Be less scared of overconfidence

Ben Kuhn

In general Ben's blog posts are a huge source of insight for me, and this is another great one. One surprising part of growing up is realizing how easy it is to become pretty good at something and that a lot of "efficient markets" aren't actually efficient. I also think that there's a lot of thinking that looks like "smart people have probably thought about this already", but in reality smart people are apparently pretty busy optimizing ads and making the market for single-name equity options liquid.

Just Ask for Generalization

Eric Jang

Eric has a knack for communicating research results clearly (often with a lot of humor) and this is a great piece on how the world of machine learning has subtly shifted in the past few years.
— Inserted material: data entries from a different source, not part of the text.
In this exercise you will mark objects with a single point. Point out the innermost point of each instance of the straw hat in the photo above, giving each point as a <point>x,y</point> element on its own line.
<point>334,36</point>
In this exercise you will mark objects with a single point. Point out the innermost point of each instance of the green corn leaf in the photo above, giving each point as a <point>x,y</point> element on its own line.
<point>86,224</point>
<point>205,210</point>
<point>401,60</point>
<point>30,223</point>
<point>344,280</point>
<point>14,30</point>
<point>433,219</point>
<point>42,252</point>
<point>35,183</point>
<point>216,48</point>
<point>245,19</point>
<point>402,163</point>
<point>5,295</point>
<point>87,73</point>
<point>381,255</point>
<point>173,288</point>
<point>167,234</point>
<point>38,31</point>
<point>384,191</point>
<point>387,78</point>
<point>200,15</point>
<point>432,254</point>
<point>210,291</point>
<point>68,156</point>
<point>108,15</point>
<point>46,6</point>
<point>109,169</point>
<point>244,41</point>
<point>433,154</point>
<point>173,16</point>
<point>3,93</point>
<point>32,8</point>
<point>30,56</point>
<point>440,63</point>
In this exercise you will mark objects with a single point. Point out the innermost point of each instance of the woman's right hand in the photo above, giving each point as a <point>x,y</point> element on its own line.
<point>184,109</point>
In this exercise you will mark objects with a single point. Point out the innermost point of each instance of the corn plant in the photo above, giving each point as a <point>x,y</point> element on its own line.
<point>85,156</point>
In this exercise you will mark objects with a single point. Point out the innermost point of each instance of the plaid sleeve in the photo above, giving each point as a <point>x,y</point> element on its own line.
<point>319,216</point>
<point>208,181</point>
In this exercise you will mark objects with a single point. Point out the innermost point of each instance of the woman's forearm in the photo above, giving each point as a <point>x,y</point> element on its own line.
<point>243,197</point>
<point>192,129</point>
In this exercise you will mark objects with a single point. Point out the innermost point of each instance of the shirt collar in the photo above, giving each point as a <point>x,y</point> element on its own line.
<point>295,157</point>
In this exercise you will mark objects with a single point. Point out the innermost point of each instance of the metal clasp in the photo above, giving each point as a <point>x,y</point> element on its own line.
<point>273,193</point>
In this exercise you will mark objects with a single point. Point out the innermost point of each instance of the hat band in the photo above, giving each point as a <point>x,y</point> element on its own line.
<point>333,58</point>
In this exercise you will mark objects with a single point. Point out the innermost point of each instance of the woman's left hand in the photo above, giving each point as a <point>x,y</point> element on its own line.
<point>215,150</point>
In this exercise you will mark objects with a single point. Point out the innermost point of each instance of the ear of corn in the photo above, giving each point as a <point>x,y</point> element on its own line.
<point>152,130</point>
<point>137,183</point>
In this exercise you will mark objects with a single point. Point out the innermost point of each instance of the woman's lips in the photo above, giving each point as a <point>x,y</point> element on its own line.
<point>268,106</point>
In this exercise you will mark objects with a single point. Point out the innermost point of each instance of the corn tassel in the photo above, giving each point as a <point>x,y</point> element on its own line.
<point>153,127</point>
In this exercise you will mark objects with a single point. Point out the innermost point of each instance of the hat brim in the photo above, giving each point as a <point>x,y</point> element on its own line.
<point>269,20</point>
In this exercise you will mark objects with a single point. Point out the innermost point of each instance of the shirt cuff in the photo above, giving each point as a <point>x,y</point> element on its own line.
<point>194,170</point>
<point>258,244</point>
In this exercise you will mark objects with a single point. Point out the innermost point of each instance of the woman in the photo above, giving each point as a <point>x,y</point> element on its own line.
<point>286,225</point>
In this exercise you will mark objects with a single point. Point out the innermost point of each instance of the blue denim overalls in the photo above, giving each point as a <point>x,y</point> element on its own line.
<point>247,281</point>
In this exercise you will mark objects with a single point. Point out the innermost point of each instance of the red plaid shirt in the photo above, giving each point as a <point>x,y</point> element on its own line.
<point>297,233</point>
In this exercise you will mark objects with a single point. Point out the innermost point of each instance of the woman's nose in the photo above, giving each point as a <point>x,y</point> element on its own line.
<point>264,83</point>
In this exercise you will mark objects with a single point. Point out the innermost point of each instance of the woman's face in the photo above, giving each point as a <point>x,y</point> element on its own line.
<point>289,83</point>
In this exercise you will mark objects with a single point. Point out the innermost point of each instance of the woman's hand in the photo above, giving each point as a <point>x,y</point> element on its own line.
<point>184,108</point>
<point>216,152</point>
One piece of "folk knowledge" from the mid-2010s is that surrogate losses don't work particularly well, and that you should directly optimize (with gradients) your metric of interest. Eric roughly makes the point that some metrics are hard to optimize for (e.g. "optimal policy") but there are sometimes more general (but easier to fit) objectives that can be used like a lookup table to find the specific solution you're looking for. Instead of trying to predict which team will win a specific NBA game, optimize a function that computes the expected points per game of any set of players, and then run that function on both teams. The latter model can be trained on a much broader set of data points, and you get the specific result "for free".